Starting from rest at t=0, an 8 lb. object is pulled along a surface with a force that is equal to twice the distance (in feet) of the object from its starting point x=0. The coefficient of sliding friction is 1/4.

The air resistance is numerically equal to one-eight the square of the velocity (in feet/second).

What is the velocity formula of the object as a function of the distance of the object has traveled?

So, weight = 8lb.

[tex] m=\frac{8}{32}=\frac{1}{4}[/tex]

[tex]Air Resistance = \frac{1}{8}v^2[/tex]

[tex]Friction = \frac{-1}{4}8 = -2[/tex]

Pulling force = 2x

First I tried to write the velocity formula as a function of the time elapsed. The I got

[tex]\frac{1}{4}\frac{dv}{dt}=2x - 2-\frac{1}{8}v^2[/tex]

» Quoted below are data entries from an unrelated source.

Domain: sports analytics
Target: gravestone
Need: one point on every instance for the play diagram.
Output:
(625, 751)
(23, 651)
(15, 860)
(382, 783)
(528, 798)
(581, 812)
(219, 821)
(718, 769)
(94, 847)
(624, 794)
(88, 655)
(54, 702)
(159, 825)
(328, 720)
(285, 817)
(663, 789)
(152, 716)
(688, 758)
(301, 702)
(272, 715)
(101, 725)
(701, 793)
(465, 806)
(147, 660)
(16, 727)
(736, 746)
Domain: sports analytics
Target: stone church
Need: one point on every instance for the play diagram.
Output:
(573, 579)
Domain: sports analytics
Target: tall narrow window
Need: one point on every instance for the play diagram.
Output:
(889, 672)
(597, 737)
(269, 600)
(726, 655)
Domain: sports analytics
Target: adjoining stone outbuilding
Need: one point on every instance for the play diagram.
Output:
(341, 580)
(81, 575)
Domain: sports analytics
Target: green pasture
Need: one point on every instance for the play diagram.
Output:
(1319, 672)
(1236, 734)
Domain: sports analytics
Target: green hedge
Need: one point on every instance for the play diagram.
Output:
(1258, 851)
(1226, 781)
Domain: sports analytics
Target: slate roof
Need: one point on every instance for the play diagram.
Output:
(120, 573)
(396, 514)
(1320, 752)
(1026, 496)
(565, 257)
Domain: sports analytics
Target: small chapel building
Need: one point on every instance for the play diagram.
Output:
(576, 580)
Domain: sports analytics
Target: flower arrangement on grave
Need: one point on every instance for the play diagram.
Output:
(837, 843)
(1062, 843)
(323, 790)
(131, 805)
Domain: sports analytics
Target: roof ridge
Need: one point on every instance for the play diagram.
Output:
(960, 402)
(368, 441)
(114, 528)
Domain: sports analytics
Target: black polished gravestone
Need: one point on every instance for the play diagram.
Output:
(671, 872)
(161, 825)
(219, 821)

[tex]2\frac{dv}{dt}=16x - 16-v^2[/tex]

[tex]\frac{dv}{v^2+16}=(-8x)dt[/tex]

Integrate, I had

[tex]-0.004363tan^-^1(0.25v)=8xt+C[/tex]

Applying the I.C., v(0)=0

c = 0

so, [tex]tan^-^1(0.25v)=\frac{-8xt}{0.004363}[/tex]

I don't know how to solve this equation for v from here.

Besides, the answer provided for this problem was [tex]v=\sqrt{16x-32+32e^-^x}[/tex]

which gives me the idea that my approach is off and should be a way to obtain the desired formula without obtaining the formula as a function of time elapsed first...

What is the best way to attack this problem?